十年前,沈砚辞的父亲沈长风“病逝”时,他才十二岁。记忆里,父亲总是拿着一块刻着玉纹的玉佩,说要守护什么东西,可没等他问清,就突然没了气息。玄阴教的人后来找上门,说父亲是“玉主血脉的叛徒”,他才带着玉佩逃出来,这些年一直以为父亲早就不在人世。

秦少羽被他晃得轻轻咳嗽了两声,眼底的黑印记淡了些,却更显虚弱:“我爹……我爹秦仲当年和你爹是朋友。”他顿了顿,努力回忆着零碎的片段,“我小时候偷听过他们说话,你爹的声音和你脑海里的一模一样,还说过‘阿辞要好好活着,等我回来’……”

“秦仲?”沈砚辞瞳孔骤缩。他听过这个名字,玄阴教的典籍里记载,秦仲是二十年前叛出教门的长老,据说偷了“锁魂石”后就消失了——原来秦少羽的父亲,就是那个传说中的叛徒。
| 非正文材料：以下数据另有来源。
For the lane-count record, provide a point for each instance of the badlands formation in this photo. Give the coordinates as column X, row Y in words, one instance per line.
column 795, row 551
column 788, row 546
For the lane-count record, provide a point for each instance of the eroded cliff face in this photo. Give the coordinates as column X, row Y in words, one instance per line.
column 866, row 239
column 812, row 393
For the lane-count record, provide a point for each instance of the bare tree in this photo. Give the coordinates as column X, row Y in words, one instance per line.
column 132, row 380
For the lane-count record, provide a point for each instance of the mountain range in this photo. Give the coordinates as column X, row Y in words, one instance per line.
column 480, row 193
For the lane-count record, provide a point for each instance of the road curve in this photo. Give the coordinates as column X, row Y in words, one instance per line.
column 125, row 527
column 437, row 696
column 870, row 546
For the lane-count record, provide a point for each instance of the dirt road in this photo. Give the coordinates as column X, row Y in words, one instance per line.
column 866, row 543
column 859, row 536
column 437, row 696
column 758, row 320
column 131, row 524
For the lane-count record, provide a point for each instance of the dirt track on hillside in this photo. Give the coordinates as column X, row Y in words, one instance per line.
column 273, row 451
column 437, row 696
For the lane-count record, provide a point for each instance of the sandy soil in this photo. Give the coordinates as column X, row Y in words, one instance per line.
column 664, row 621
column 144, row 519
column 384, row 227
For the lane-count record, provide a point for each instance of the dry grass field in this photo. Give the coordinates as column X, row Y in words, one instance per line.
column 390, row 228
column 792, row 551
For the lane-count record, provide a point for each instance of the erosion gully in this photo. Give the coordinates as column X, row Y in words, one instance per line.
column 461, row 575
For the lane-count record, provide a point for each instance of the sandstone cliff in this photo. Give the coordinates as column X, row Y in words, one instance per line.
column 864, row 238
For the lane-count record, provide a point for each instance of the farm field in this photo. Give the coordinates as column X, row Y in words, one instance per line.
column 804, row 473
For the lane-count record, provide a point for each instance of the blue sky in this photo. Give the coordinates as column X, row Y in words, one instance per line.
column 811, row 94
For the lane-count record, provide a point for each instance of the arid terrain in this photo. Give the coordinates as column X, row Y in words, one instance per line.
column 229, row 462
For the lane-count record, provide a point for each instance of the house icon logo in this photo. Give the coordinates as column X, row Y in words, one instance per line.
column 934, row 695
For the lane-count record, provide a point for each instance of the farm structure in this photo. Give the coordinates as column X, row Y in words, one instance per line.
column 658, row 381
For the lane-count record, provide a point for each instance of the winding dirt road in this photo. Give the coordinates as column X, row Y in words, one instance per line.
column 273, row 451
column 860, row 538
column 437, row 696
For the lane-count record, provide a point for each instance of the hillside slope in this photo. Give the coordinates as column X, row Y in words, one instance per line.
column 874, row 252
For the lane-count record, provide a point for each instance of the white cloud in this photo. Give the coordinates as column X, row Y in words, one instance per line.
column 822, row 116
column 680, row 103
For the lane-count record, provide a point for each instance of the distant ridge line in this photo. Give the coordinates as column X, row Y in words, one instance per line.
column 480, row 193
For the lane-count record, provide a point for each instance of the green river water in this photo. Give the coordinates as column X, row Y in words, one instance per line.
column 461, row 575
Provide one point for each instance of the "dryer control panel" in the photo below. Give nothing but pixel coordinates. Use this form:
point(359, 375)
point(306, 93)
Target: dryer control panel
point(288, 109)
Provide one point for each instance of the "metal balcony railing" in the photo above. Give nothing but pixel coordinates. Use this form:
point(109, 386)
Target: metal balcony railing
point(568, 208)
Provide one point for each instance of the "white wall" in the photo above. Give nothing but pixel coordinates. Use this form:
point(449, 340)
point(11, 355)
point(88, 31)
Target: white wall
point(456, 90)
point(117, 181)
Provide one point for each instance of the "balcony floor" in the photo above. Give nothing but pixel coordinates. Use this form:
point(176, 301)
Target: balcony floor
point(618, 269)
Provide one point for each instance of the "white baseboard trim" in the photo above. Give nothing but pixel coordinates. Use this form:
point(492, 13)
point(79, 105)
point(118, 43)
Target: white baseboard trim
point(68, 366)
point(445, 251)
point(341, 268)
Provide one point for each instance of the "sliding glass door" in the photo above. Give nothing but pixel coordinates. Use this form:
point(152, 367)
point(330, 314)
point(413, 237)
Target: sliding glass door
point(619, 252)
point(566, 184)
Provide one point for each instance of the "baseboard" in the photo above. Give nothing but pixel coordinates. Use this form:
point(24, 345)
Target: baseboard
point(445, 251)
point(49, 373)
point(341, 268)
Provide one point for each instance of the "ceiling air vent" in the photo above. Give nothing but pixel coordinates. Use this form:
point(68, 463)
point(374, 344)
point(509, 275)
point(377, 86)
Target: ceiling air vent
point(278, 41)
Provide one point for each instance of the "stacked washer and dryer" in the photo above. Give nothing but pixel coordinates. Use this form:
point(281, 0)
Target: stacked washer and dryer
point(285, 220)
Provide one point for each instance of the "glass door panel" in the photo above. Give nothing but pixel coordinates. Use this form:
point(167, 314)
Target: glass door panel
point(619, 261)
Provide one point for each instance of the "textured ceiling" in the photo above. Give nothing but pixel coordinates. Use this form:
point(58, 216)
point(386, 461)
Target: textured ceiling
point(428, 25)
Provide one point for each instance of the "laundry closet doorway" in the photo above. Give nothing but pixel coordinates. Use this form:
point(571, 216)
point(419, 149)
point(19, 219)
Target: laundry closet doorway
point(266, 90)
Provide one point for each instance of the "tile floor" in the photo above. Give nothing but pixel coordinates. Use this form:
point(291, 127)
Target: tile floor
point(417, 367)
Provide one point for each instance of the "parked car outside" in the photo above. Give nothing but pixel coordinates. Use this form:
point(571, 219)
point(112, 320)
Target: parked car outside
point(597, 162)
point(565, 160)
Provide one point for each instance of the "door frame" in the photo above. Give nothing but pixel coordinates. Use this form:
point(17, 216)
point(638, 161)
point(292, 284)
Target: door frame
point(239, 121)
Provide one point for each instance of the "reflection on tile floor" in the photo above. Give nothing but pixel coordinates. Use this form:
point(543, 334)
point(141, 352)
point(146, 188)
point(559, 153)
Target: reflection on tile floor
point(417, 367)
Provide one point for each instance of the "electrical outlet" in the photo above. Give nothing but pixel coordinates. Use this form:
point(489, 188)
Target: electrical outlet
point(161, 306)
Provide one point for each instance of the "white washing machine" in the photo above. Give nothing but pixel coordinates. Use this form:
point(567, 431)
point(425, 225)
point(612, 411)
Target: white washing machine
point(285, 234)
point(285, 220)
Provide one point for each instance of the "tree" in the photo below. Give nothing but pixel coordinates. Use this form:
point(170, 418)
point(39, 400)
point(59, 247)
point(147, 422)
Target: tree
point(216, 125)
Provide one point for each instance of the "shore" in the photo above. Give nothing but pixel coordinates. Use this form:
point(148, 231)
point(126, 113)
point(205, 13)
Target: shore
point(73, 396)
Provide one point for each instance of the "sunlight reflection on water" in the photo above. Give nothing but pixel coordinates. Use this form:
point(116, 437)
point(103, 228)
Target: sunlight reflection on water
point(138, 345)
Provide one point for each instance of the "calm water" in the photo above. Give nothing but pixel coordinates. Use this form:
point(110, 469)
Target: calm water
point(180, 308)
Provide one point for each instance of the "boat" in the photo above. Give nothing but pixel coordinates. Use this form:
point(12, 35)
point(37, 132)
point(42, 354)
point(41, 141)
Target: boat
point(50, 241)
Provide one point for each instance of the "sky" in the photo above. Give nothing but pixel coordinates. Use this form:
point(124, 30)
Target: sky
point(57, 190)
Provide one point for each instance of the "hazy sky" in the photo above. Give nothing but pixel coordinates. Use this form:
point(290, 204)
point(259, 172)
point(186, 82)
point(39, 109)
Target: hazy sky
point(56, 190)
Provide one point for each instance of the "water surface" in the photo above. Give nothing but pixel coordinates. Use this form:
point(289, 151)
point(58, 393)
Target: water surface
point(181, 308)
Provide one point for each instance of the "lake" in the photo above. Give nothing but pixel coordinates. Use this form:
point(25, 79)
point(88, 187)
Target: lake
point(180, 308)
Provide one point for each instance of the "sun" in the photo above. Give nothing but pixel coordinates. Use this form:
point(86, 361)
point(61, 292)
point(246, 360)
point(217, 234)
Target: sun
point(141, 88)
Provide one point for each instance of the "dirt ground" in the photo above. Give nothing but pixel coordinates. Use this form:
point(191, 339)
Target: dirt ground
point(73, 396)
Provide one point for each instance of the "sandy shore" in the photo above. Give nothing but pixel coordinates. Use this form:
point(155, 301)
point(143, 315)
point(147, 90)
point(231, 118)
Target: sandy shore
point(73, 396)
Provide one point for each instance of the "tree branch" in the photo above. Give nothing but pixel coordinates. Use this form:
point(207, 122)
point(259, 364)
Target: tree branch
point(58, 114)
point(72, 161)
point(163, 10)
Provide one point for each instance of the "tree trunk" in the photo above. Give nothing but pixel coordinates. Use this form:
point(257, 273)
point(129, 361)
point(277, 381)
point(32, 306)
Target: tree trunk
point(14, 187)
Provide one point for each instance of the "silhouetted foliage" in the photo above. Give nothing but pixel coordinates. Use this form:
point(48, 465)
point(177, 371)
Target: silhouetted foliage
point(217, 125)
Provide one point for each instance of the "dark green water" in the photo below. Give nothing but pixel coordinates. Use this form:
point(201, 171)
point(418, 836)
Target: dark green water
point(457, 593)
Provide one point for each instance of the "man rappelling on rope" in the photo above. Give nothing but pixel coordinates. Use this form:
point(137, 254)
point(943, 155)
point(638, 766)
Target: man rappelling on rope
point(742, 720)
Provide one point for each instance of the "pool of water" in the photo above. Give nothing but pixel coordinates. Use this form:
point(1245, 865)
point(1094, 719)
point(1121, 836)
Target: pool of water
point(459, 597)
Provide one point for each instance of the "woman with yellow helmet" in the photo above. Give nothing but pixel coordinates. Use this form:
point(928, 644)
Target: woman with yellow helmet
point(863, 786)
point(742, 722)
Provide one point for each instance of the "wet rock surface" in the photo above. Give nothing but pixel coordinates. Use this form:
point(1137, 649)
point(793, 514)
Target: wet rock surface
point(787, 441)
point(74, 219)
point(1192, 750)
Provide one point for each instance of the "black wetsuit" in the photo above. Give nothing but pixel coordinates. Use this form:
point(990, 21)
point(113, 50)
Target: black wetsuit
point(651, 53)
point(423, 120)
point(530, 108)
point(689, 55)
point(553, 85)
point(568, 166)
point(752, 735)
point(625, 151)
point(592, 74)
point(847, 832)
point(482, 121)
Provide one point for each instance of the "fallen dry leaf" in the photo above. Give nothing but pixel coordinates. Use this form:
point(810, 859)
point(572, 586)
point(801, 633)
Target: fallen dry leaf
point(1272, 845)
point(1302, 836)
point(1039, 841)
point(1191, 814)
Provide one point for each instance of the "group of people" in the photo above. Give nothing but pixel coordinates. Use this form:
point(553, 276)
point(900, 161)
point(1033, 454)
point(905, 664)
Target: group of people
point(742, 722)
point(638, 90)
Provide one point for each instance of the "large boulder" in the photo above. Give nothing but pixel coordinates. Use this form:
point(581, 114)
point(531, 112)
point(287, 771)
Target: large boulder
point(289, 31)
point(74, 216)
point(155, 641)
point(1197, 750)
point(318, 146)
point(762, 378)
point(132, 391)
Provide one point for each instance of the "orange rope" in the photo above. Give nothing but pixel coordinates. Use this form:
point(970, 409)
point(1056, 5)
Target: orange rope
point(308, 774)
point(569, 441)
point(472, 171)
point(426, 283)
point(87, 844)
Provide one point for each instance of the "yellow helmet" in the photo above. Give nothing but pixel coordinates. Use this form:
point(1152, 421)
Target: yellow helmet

就在这时,远处传来脚步声,黑影提着一个玄阴教教徒的衣领走了过来。那教徒被点了穴位,脸色惨白,怀里掉出一块黑色的令牌,上面刻着“煞墟”二字。黑影将教徒扔在地上,对沈砚辞说:“这是最后一个余孽,他说玄阴教总坛下面有个‘煞墟’,是煞主本源的藏身地,尊主之前就是靠煞墟的力量修炼的。”

沈砚辞的目光落在“煞墟”令牌上,突然想起密室壁画上的“煞主归位,玉主陨落”——难道煞墟就是壁画暗示的最终地点?他刚要追问,被扔在地上的教徒突然挣扎着开口,声音嘶哑:“你们……你们斗不过煞主的……沈长风早就被煞主抓了……关在煞墟最深处……”

“我爹被抓了?”沈砚辞猛地踹了教徒一脚,“煞墟在哪?快说!”

教徒却突然露出一抹诡异的笑,嘴角溢出黑血:“你们找不到的……只有玉主血脉的……精血才能打开煞墟的门……”话音未落,他头一歪,彻底没了气息——竟是被玄阴教提前下了“噬心咒”,一旦被抓就会自尽。

黑影检查了教徒的尸体,摇了摇头:“咒已经深入心脉,问不出更多了。”他看向沈砚辞,“不过他提到沈长风还活着,或许煞墟里真能找到你爹的线索。”

沈砚辞握紧手腕的金色印记,那里还残留着人影钻入时的微热。他想起昏迷前听到的“阿辞,守住本心”,想起秦少羽的话,心脏像是被什么东西揪着——如果父亲真的还活着,这十年他到底在煞墟里经历了什么?

“我们现在就去总坛。”沈砚辞站起身,目光坚定,“不管煞墟有多危险,我都要找到我爹,还要彻底封印煞主的本源。”

拓拔雪扶着秦少羽站起来,将修复好的玉坠递给沈砚辞:“玉坠能感应煞力,或许能帮我们找到煞墟的入口。少羽现在魂力虚弱,我背着他,你和黑影在前边开路。”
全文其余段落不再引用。